Law: Law No. 29.733 on the Protection of Personal Data 2011 (only available in Spanish here) (the Law) and Supreme Decree No. 003-2013-JUS which Approves the Regulation of Law No. 29733 (only available in Spanish here) (the Regulation)

Regulator: National Authority for the Protection of Personal Data (ANPD)

Summary: Law No. 29733 on the Protection of Personal Data 2011 (only available in Spanish here) (the Law) was published on July 3, 2011, and Supreme Decree No. 003-2013-JUS which Approves the Regulation of Law No. 29733 (only available in Spanish here) (the Regulation) was enacted on March 22, 2013.

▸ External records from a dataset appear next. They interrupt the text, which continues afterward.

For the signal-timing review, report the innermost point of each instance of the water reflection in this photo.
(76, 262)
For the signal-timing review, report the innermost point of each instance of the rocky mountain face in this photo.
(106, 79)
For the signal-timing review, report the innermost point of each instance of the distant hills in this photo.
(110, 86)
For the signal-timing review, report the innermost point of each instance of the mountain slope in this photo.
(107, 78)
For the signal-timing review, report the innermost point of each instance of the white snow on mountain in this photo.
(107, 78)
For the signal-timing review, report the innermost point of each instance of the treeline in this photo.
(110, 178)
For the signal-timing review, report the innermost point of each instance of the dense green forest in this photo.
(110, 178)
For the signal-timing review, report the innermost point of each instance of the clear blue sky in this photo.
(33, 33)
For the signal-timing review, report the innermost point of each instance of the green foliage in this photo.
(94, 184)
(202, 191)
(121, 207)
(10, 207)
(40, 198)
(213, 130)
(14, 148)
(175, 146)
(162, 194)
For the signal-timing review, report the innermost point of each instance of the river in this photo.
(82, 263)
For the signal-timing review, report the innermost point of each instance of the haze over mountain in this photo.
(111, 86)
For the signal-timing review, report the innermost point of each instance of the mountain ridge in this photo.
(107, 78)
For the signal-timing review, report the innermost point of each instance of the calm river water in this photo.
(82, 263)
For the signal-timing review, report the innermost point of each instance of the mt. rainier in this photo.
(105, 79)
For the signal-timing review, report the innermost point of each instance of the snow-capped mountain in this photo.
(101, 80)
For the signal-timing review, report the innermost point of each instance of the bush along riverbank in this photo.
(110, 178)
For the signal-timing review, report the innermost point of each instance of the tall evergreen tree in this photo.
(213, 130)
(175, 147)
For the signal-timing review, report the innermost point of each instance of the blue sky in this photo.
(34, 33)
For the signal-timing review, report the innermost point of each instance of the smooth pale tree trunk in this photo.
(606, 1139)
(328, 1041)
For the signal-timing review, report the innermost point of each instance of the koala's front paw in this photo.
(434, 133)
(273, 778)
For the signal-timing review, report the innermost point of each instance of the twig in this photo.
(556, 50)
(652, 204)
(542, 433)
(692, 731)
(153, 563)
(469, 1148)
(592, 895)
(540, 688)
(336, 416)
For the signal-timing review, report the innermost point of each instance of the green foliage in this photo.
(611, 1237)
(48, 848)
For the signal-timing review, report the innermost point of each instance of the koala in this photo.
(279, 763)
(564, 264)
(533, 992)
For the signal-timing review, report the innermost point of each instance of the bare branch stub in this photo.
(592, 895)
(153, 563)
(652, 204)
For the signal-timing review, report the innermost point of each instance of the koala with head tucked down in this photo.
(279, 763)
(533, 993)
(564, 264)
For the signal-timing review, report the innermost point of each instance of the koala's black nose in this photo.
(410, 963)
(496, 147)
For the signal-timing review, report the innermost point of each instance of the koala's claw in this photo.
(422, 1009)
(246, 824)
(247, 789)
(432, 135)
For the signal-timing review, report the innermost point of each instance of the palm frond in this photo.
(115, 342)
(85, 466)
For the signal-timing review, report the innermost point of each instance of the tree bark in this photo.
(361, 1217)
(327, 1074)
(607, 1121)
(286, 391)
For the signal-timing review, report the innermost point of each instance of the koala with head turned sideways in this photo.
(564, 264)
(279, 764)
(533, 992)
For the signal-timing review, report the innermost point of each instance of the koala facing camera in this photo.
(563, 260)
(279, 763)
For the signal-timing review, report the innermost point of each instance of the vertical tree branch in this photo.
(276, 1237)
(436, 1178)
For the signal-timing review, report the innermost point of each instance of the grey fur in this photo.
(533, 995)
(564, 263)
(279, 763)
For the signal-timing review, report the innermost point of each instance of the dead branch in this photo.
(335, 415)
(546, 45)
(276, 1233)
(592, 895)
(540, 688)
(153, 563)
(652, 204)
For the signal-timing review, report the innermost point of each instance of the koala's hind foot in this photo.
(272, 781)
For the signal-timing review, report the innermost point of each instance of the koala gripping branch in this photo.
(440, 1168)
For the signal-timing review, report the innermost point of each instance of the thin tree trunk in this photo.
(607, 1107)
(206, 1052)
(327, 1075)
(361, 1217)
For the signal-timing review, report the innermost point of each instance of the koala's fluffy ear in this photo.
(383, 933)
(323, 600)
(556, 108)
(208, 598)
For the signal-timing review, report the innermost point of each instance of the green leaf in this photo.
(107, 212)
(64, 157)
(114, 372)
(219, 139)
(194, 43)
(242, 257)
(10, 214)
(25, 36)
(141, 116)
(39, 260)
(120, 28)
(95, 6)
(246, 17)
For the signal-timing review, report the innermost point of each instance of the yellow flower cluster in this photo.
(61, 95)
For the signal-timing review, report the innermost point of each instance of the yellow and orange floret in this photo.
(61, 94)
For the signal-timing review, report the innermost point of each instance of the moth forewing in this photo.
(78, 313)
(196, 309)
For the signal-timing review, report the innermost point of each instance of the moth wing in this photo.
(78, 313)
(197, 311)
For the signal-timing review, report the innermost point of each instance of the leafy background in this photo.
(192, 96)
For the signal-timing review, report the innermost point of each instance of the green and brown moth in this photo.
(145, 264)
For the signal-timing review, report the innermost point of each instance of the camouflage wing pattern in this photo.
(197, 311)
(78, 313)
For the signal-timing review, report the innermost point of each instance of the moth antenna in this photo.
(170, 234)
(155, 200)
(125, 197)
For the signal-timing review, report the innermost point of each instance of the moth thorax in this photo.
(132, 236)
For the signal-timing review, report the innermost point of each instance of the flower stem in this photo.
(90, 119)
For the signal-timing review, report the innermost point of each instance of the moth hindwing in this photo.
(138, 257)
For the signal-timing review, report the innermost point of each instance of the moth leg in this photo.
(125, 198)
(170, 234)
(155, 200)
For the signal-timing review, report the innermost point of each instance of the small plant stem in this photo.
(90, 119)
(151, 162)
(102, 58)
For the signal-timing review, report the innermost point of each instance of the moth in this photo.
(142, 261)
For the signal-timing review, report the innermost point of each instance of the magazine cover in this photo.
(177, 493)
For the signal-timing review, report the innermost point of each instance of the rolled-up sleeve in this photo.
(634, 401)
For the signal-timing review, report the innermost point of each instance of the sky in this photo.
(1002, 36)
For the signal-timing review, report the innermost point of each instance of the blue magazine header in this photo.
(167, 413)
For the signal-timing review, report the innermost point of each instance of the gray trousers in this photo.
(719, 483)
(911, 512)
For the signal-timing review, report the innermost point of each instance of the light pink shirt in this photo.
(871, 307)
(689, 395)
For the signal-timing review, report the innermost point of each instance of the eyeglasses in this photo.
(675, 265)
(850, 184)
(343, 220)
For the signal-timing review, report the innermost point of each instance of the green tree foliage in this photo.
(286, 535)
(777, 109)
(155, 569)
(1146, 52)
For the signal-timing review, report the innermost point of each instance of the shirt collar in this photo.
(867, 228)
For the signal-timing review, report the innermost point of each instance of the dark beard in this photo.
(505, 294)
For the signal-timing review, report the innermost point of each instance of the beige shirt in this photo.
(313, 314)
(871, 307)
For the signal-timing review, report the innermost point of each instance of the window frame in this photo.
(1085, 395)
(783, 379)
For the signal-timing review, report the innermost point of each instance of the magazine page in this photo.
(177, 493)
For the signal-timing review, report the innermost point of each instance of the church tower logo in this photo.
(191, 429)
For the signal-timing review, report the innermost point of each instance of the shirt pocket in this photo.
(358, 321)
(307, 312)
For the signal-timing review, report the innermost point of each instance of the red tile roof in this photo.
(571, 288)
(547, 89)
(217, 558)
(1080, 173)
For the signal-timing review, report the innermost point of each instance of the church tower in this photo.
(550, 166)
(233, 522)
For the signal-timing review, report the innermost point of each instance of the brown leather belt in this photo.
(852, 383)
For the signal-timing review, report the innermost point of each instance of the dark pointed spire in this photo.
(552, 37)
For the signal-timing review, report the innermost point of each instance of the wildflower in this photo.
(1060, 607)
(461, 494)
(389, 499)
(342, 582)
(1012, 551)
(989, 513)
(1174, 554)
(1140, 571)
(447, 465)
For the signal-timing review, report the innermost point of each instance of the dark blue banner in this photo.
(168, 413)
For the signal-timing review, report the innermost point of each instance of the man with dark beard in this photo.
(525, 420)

The Law provides for various data subject rights, such as the right to access and rectify data, object to processing, and to be informed of any processing. Moreover, the Law requires data controllers to register all personal databases in the National Registry of Personal Data Protection managed by the National Authority for the Protection of Personal Data (ANPD), as well as to notify the ANPD of any cross-border data transfers. While the Law has not instituted general breach notification requirements in Peru, a 2020 Emergency Decree approving the Framework for Digital Trust and Measures for its Strengthening (only available in Spanish here) provided that bodies which have suffered a breach must notify the National Digital Security Centre and any other authorities that may have an interest.